The forgotten hero of the gay rights movement

"Peter was a very brave man. Had it not been for his actions, then homosexuality might not have been legalised when it was."

Stephen Griffiths, Senior Lecturer in Film, Television and Radio Studies

To mark LGBT history month, a Staffordshire University lecturer is celebrating the life of gay rights activist Peter Wildeblood who played a pivotal role in the decriminalisation of homosexuality.

Stephen Griffiths, Senior Lecturer in Film, Television and Radio Studies, is co-chair of Staffordshire University's LGBT Staff Network and has done extensive research into the life of Peter Wildeblood, his contribution to getting the law changed and his subsequent work in television.

In 1954 Peter, a successful journalist, was the first person since Oscar Wilde to plead guilty to charges of homosexuality in a court of law during the ‘Montagu trial’ which involved the high profile peer politician and founder of the National Motor Museum Lord Montagu.
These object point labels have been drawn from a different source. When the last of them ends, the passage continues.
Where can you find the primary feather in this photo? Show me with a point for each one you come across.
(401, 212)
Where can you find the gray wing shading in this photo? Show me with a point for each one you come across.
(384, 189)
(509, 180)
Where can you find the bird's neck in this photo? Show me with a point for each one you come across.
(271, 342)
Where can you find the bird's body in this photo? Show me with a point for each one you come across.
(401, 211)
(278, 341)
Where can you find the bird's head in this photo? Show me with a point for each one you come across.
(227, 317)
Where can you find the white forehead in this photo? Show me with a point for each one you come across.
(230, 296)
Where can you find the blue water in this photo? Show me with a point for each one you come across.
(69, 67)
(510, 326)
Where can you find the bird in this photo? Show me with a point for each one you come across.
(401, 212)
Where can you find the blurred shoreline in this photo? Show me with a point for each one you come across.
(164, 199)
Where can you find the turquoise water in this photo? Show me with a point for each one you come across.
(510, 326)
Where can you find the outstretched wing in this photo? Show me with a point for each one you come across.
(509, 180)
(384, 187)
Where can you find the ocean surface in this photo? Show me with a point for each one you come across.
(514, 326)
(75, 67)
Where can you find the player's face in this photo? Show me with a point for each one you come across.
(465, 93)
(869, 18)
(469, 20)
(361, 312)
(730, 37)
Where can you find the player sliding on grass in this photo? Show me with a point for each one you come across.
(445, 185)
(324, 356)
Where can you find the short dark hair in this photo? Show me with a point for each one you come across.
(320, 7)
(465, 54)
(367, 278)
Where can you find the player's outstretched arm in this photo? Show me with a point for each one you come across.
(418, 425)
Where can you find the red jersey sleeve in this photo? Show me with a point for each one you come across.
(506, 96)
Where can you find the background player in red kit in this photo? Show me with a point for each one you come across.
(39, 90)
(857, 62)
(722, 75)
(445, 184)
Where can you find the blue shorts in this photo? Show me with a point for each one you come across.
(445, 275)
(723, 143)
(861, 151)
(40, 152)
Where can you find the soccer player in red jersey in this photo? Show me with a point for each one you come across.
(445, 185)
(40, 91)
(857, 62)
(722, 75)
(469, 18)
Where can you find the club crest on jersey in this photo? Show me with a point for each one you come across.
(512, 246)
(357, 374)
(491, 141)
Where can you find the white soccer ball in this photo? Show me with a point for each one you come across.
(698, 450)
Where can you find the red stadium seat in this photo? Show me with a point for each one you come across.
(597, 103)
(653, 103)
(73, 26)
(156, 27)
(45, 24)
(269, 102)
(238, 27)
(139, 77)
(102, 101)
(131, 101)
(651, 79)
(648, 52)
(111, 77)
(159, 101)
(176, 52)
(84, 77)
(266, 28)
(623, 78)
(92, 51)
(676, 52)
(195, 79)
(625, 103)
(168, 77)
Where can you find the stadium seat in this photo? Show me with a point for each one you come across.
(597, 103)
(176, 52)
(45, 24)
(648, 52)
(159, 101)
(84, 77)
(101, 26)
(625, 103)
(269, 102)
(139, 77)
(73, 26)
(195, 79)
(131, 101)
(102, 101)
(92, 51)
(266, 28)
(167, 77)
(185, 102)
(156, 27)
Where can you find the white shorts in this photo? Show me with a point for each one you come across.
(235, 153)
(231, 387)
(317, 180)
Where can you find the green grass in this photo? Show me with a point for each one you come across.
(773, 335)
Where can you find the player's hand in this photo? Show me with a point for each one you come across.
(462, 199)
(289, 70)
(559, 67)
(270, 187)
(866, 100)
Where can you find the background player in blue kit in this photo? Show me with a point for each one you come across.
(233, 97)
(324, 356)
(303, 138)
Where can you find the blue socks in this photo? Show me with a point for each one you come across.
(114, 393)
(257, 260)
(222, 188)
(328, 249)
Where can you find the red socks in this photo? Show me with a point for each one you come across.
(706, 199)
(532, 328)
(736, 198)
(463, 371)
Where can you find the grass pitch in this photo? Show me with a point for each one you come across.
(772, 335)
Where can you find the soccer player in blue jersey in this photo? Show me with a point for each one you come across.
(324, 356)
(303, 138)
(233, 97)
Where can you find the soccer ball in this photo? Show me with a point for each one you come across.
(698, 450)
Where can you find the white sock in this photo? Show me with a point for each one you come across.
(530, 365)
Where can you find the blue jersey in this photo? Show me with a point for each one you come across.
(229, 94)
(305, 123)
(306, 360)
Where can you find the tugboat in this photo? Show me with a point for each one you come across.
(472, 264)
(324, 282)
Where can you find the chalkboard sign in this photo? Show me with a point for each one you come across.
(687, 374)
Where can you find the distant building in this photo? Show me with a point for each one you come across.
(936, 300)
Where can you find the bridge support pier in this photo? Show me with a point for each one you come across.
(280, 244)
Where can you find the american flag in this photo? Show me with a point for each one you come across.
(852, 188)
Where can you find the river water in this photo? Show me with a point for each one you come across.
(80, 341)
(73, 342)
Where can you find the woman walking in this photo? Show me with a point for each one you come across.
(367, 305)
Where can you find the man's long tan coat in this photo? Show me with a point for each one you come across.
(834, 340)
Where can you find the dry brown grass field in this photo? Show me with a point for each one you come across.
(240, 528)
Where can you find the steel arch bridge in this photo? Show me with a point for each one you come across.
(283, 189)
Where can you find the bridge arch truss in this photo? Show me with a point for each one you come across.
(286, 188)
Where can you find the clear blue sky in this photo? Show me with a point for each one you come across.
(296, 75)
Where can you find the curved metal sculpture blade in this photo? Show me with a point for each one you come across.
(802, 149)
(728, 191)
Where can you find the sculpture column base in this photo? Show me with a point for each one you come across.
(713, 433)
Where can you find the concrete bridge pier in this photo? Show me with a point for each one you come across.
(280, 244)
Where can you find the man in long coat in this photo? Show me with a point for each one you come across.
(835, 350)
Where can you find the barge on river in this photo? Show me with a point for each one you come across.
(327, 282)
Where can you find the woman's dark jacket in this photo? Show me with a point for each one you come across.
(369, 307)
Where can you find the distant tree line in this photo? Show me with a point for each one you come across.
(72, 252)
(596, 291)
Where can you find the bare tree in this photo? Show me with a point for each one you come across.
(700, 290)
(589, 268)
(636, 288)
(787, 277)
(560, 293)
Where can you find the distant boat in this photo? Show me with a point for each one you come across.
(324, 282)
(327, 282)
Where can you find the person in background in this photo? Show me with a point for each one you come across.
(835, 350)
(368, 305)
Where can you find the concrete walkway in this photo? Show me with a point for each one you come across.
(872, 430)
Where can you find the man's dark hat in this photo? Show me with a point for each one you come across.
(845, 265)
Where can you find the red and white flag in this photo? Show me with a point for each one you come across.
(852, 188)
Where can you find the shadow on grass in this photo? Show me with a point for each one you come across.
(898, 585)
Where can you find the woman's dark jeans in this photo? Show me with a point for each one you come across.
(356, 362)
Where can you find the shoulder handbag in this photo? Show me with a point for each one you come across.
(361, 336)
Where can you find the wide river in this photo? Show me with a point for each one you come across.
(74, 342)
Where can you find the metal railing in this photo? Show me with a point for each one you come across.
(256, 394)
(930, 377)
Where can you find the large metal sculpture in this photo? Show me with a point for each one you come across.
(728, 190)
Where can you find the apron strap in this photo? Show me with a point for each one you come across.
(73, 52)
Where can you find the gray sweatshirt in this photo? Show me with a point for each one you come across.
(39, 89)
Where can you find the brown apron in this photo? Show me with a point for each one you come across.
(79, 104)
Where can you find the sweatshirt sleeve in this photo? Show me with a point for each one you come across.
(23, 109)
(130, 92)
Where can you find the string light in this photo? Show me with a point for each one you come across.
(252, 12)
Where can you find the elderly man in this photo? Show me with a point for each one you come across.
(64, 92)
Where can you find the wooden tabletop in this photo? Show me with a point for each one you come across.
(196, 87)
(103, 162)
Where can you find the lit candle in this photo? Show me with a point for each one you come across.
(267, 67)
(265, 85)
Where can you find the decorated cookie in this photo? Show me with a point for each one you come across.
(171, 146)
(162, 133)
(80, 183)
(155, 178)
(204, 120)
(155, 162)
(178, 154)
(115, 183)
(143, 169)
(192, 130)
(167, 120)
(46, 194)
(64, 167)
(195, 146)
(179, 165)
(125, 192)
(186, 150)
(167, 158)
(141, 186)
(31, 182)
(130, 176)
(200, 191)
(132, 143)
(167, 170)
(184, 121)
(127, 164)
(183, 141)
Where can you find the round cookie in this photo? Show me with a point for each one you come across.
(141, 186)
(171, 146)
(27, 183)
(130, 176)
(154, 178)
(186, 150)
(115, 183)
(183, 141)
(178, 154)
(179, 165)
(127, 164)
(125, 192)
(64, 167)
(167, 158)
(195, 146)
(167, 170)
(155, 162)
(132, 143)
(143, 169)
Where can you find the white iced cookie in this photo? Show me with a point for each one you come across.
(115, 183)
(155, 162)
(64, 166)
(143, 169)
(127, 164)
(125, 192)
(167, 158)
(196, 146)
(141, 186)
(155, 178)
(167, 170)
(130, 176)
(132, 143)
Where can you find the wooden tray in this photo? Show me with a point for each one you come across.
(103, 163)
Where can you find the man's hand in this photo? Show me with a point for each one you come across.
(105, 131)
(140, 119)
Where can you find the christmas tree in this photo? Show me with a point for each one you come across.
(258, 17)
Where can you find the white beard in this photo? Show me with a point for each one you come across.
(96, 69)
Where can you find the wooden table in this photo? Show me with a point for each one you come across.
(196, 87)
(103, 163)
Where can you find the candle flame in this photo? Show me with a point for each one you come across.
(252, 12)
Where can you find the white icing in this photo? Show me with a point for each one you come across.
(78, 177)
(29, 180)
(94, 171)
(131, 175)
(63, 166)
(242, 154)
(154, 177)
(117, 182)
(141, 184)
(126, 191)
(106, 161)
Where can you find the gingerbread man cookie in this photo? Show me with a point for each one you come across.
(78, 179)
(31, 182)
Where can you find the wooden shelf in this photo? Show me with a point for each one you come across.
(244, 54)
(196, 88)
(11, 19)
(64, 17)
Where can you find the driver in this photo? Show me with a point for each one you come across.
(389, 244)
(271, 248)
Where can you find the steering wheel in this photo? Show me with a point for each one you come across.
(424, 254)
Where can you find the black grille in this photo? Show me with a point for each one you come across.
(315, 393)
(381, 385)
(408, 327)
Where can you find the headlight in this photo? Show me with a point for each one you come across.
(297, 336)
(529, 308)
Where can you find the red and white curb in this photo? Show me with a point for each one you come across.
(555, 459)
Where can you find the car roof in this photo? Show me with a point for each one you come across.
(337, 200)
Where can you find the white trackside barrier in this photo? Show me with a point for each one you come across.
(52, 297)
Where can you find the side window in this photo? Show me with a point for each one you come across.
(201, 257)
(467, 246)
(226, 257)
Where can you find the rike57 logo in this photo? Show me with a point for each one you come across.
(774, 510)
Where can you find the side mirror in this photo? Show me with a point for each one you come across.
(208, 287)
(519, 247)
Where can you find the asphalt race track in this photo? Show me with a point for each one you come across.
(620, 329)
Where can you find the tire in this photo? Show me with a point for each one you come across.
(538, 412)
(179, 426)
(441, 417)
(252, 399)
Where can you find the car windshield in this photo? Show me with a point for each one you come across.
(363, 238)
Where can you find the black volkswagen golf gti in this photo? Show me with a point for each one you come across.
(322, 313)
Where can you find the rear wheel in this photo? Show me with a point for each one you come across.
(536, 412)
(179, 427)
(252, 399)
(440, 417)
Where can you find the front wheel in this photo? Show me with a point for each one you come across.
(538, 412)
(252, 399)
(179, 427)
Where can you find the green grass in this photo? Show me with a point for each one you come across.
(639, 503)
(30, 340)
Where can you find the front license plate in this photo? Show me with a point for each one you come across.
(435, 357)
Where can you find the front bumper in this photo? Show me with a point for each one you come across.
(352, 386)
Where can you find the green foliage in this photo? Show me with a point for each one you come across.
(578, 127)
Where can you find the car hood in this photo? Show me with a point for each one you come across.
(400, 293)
Stephen explained: “It was a witch-hunt really against Montagu. The aim of this case was to convict well-known figures as a warning to the public. However the mood was changing at this time and a lot of people felt sorry for these men.”

All those trialled received prison sentences and on his release Peter wrote the book, Against the Law, which documented his experiences during and after the case. The book was used as evidence in the Wolfenden report of 1957, which played a key role leading up to the legalisation of homosexuality in England and Wales a decade later. He was also interviewed as one of the witnesses for the report.

50 years on Stephen believes it is time that Peter received the recognition that he deserves. He said: “Peter was a very brave man. Had it not been for his actions, then homosexuality might not have been legalised when it was.

“Peter was as important to the gay rights movement as Martin Luther King was in fighting for the rights of black people but most of us, even those within the gay community, are unaware of him.”

Stephen will deliver a free public talk about Peter's life on Tuesday 21 February at an event hosted by Keele Communities Together and the LGBT Staff Network.

He is one of three speakers and Stephen will also display some of Peter Wildeblood's original letters from his own collection of gay history memorabilia.

The event '50 Years Since Decriminalisation' takes place at Keele Hall on Tuesday 21 February from 5pm. Find more information here.

A drama adaptation of the book Against the Law will be shown on the BBC later this year.